Assassinato marca perda da última jogada política do ex-ditador do Iêmen

DE SÃO PAULO

Ditador do Iêmen por 33 anos, Ali Abdullah Saleh fez sua última jogada política nesta segunda-feira (4) e perdeu, encontrando sua morte pelas mãos dos houthis, seus aliados da vez na multifacetada guerra civil iemenita.

Um mestre em forjar alianças e promover seus interesses pessoais na sociedade tribal muito armada e turbulenta do Iêmen, Saleh unificou o país pela força, mas também ajudou a levá-lo ao colapso em sua última guerra.

O ditador uma vez comparou administrar o Iêmen a "dançar sobre as cabeças de cobras", governando o país com doses balanceadas de generosidade e de força.

Saleh parecia inabalável em um dos mais pobres e instáveis países do mundo. Ele conseguiu fazer com que seus inimigos brigassem uns com os outros, enquanto disputas tribais, movimentos separatistas e militantes islâmicos desestabilizavam o Iêmen.

O mandatário se tornou líder do Iêmen do Norte em 1978, quando o Iêmen do Sul era um país comunista separado, e promoveu a unificação dos dois em 1990, após o colapso da União Soviética.

Opositores sempre reclamaram que o Iêmen sob Saleh não conseguiu atender as necessidades básicas do povo, com dois em cada três cidadãos vivendo com menos de US$ 2 por dia.

Ele conseguiu manter potências ocidentais e árabes a seu lado, apresentando-se como um aliado dos EUA em sua guerra contra o terrorismo, e recebeu dezenas de milhares de dólares em ajuda militar americana para unidades comandadas por seus parentes.

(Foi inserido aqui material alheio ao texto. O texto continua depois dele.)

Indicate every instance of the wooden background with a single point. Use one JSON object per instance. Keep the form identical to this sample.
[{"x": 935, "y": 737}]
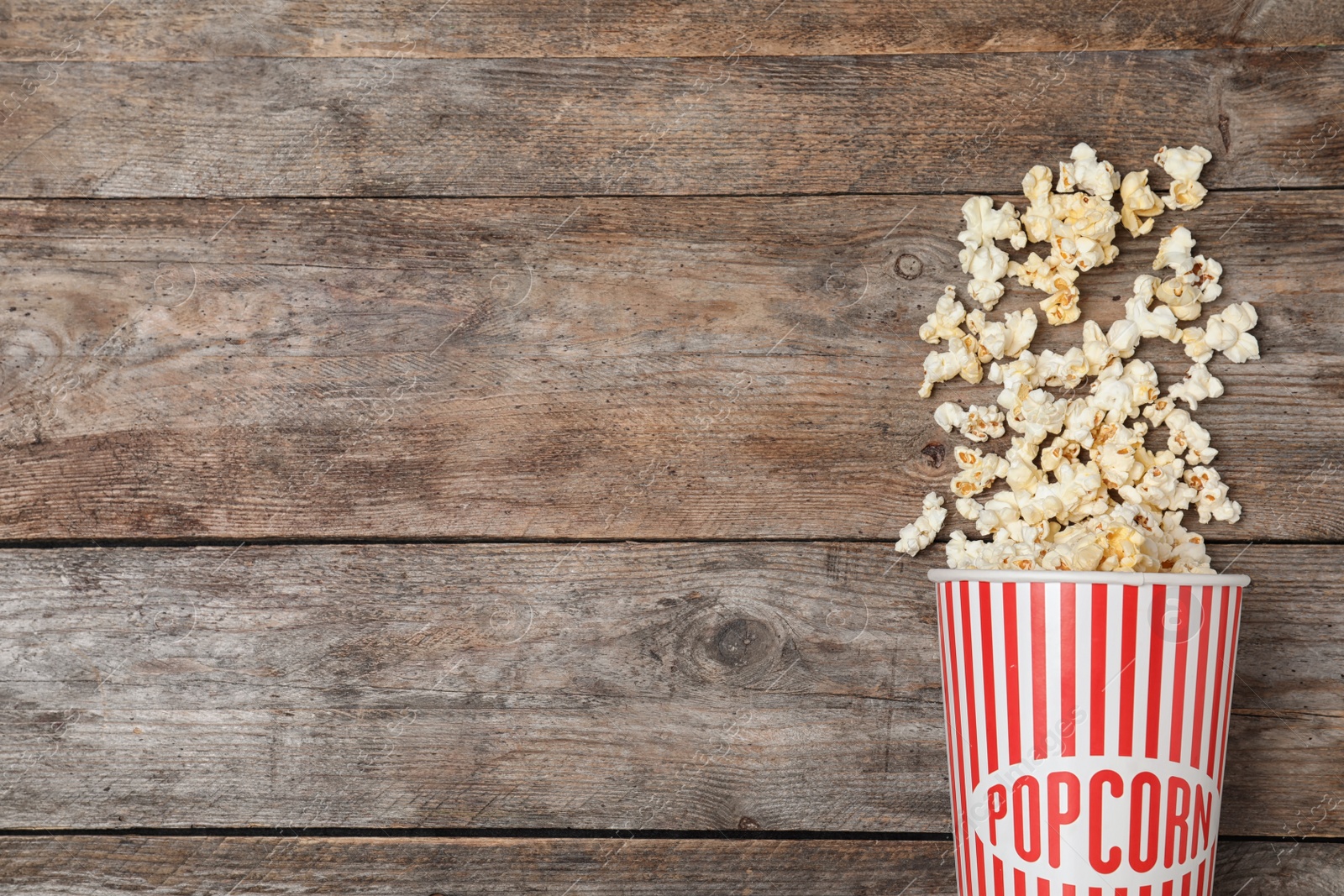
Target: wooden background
[{"x": 456, "y": 449}]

Saleh aborreceu seus aliados do Golfo ao se aproximar de Saddam Hussein durante a ocupação iraquiana do Kuait (1990-91), levando à expulsão de 1 milhão de iemenitas da Arábia Saudita.

Mas então ganhou aplausos das potências ocidentais por levar adiante reformas ocidentais desenhadas pelo FMI e pelo Banco Mundial, além de fazer esforços para atrair investimento estrangeiro.

Após o 11 de Setembro, o Iêmen entrou no radar dos EUA como uma fonte de "soldados" para a rede da Al Qaeda de Osama bin Laden —que nasceu na Arábia Saudita, mas cuja família era da região iemenita de Hadramaut.

O ditador cooperou com os EUA, enquanto a CIA aumentou sua campanha de ataques de drones contra alvos da Al Qaeda, o que levou a inúmeras mortes de civis.

Encurralado pelos protestos pró-democracia da Primavera Árabe, Saleh levava um sorriso enigmático quando assinou sua renúncia em uma cerimônia na TV em 2012.

Enquanto outros líderes foram mortos ou depostos pelos levantes, ele se retirou pacificamente para sua casa na capital e planejou seu retorno. Saleh obteve imunidade em acordo e permaneceu um ator político poderoso.

Fez uma aliança com os houthis quando o grupo —que Saleh havia combatido entre 2002 e 2009— tomou a capital, Sanaa, em 2014.

O líder iemenita foi uma figura central na guerra que matou ao menos 10 mil pessoas, deslocou 2 milhões de suas casas, levou milhares à fome e entregou o país a uma epidemia de cólera.